Hidden dangers of contraceptive programs in crisis zones
One overlooked issue in the rapid expansion of family planning in the Liptako-Gourma region is the severe malnutrition faced by women. In areas plagued by terrorism, supply chains are disrupted, and farmlands are often inaccessible. Introducing hormonal contraceptives to women suffering from extreme deficiencies poses risks. Without proper medical supervision—nearly impossible when health centers are destroyed or closed—these interventions can worsen underlying conditions, further weakening bodies already strained by hunger and war. Ironically, this could lead to a deterioration of physical health rather than improvement.

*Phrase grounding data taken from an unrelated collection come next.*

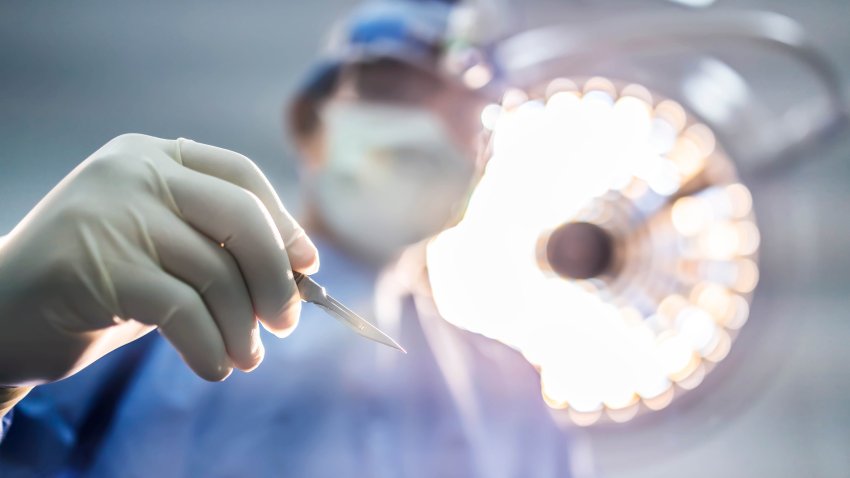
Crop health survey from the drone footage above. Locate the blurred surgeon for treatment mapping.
[0,1,569,478]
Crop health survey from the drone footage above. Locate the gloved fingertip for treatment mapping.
[286,233,319,274]
[242,342,266,372]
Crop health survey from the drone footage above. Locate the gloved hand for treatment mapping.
[0,134,318,387]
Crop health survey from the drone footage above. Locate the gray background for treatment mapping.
[0,0,850,477]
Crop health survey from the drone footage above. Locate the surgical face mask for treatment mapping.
[311,103,474,261]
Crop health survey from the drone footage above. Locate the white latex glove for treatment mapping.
[0,134,318,386]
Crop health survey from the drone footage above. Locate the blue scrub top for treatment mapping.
[0,244,569,478]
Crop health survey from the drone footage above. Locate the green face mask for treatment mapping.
[312,103,474,260]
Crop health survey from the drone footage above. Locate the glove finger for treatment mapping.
[168,168,301,336]
[177,138,319,274]
[110,264,233,381]
[150,211,264,371]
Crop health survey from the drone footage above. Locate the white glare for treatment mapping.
[428,78,760,425]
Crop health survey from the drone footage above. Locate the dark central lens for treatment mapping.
[546,222,614,279]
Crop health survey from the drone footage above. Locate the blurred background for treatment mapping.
[0,0,850,477]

Health initiatives caught in the crossfire of ideology
In a region where non-state armed groups enforce strict social codes, contraceptive and family dialogue models are seen by some as an ideological provocation. Targeting married adolescents, these programs interfere with traditional family structures, which are often the last bastion of stability in chaos. Though framed as promoting well-being, this intrusion exposes women to direct retaliation from insurgents who view such initiatives as foreign influence to be eradicated. The danger shifts from health risks to security threats—the women themselves become targets because they embody a perceived threat to local norms.
The false promise of follow-up care in the “Triangle of Death”
Official reports highlight thousands of home visits, but what happens when complications arise in Tillabéri’s most insecure zones? Whether it’s severe side effects or hemorrhaging, the inability to travel freely—due to mines or insurgent roadblocks—turns routine contraceptive care into a deadly trap. A simple health measure becomes a life-threatening scenario when access to emergency care is cut off.
Ultimately, while programs like J-Matassa may appear successful in policy documents, the reality on the ground in Tillabéri tells a different story. Health cannot be separated from food security or physical safety. In a region torn apart by terrorism, imposing societal changes through health initiatives may do more harm than good, turning what was intended as aid into a greater threat than the problems it seeks to solve.